Zhang Z, Bondarchuk O, Kay Bruce D, White J M, Dohnalek Z
Department of Chemistry and Biochemistry, Center for Materials Chemistry, University of Texas at Austin, Texas 78712, USA.
J Phys Chem B. 2006 Nov 2;110(43):21840-5. doi: 10.1021/jp063619h.
Identical regions of partially reduced TiO2(110) surfaces with bridge-bonded oxygen vacancy (BBO(V)) concentrations of approximately 10% ML (1 ML = 5.2 x 10(14) cm(-2)) were imaged using scanning tunneling microscopy (STM) before and after dosing H2O at ambient temperature (approximately 300 K). Atomically resolved images confirm that H2O adsorbs dissociatively on the BBO(V) sites, producing two hydroxyl species, one positioned at BBO(V) and denoted OH(V) and the other, denoted OH(B), formed by protonation at either of the two nearest-neighbor bridge-bonded oxygen atoms. Hydrogen hopping along the [001] direction is observed at ambient temperature, with a strong preference for OH(B) (approximately 10x) hydrogen motion. This powerful imbalance demonstrates the inequality of OH(V) and OH(B) and suggests differences in their charge and/or binding configuration.

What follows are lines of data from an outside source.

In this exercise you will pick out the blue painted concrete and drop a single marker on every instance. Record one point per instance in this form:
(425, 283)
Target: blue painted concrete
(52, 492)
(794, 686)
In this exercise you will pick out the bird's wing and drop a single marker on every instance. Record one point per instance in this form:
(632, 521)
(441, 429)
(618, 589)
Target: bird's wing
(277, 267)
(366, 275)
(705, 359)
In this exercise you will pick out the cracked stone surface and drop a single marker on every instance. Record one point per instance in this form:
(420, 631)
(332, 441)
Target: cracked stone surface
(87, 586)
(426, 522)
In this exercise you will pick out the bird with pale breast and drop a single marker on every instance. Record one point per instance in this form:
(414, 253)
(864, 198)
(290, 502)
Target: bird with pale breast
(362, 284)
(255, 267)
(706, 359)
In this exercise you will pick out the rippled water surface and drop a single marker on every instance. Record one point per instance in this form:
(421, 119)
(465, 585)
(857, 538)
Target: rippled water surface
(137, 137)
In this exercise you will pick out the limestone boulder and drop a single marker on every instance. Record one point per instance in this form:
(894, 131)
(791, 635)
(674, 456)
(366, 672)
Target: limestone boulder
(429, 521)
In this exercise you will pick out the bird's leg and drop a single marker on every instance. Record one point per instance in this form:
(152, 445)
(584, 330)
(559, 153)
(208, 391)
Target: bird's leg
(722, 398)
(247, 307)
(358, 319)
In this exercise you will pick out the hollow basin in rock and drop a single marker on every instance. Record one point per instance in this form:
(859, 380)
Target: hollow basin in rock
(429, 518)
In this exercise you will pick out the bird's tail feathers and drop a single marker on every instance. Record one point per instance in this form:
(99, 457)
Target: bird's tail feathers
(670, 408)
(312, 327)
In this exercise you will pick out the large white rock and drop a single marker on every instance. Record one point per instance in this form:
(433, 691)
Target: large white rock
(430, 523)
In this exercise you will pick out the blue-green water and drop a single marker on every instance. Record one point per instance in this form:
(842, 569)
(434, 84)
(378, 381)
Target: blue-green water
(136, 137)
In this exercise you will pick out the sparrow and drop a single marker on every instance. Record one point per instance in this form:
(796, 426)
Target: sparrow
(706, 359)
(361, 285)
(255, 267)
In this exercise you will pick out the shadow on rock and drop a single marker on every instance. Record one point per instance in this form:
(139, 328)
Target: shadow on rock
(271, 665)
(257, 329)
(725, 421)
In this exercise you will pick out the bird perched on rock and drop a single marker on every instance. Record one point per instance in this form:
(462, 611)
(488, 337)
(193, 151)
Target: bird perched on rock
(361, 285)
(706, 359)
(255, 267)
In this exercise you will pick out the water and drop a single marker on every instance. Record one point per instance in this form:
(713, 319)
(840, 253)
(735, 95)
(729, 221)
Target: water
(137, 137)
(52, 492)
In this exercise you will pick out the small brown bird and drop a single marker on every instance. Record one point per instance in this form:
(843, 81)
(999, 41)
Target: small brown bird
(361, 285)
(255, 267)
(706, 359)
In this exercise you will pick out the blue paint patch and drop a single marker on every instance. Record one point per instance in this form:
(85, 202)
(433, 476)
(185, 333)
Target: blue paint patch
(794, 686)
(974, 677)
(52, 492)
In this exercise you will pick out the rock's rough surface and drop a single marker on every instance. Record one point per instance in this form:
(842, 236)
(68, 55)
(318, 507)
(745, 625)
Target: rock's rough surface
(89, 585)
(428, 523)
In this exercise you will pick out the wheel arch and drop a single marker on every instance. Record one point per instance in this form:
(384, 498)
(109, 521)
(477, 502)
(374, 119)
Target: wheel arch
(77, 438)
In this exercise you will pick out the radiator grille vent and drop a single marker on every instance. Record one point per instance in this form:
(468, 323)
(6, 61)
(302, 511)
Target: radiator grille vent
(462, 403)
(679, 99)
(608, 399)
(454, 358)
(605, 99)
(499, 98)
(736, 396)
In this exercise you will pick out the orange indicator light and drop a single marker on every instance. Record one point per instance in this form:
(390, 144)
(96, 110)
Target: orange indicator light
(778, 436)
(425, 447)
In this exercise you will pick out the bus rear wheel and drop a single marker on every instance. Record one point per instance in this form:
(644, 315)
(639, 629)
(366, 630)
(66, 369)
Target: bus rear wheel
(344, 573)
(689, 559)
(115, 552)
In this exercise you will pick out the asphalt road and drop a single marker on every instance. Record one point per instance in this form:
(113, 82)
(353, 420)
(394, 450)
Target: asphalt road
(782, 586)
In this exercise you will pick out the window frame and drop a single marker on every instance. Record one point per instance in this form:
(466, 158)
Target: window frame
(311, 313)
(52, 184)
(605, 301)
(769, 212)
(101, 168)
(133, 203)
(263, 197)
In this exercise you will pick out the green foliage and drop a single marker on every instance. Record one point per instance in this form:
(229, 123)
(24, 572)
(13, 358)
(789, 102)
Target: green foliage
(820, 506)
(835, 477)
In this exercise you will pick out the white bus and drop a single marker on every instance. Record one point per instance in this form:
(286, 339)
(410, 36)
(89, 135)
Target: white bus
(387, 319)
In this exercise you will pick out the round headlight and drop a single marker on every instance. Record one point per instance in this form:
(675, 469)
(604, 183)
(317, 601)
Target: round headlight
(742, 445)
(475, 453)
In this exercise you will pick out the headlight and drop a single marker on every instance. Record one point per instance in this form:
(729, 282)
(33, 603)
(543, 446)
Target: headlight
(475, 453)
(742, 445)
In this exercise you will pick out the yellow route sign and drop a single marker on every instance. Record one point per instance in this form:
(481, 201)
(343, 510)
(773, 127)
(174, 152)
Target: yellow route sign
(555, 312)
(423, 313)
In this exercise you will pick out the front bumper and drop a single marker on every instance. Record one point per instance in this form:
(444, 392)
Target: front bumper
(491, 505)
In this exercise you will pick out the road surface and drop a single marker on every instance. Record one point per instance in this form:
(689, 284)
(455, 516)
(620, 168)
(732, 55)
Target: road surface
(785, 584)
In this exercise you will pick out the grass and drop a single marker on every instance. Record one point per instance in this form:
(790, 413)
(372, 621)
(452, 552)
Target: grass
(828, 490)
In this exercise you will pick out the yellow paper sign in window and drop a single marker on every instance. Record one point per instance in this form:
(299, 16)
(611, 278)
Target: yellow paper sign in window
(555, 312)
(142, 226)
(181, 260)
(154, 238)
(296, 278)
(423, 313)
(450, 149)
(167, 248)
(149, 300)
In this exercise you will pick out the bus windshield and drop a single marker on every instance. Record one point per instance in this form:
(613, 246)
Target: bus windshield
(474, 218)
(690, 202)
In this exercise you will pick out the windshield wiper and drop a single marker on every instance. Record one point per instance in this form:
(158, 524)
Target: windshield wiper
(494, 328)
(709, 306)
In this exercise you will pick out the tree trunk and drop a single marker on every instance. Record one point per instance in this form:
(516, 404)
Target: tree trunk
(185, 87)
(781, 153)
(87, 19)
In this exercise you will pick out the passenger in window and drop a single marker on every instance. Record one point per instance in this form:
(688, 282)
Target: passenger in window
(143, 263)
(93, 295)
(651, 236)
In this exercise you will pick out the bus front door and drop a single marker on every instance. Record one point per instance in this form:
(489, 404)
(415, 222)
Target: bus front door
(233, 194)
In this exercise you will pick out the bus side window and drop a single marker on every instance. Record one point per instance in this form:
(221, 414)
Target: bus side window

使用扫描隧道显微镜(STM)对具有约10%单层(1单层 = 5.2×10¹⁴ cm⁻²)桥连氧空位(BBO(V))浓度的部分还原TiO₂(110)表面的相同区域在室温(约300 K)下注入H₂O之前和之后进行成像。原子分辨图像证实,H₂O在BBO(V)位点上发生解离吸附,产生两种羟基物种,一种位于BBO(V)处,记为OH(V),另一种记为OH(B),是由两个最近邻桥连氧原子之一的质子化形成的。在室温下观察到氢沿[001]方向跳跃,强烈倾向于OH(B)(约10倍)的氢运动。这种强烈的不平衡表明了OH(V)和OH(B)的不平等,并暗示了它们电荷和/或结合构型的差异。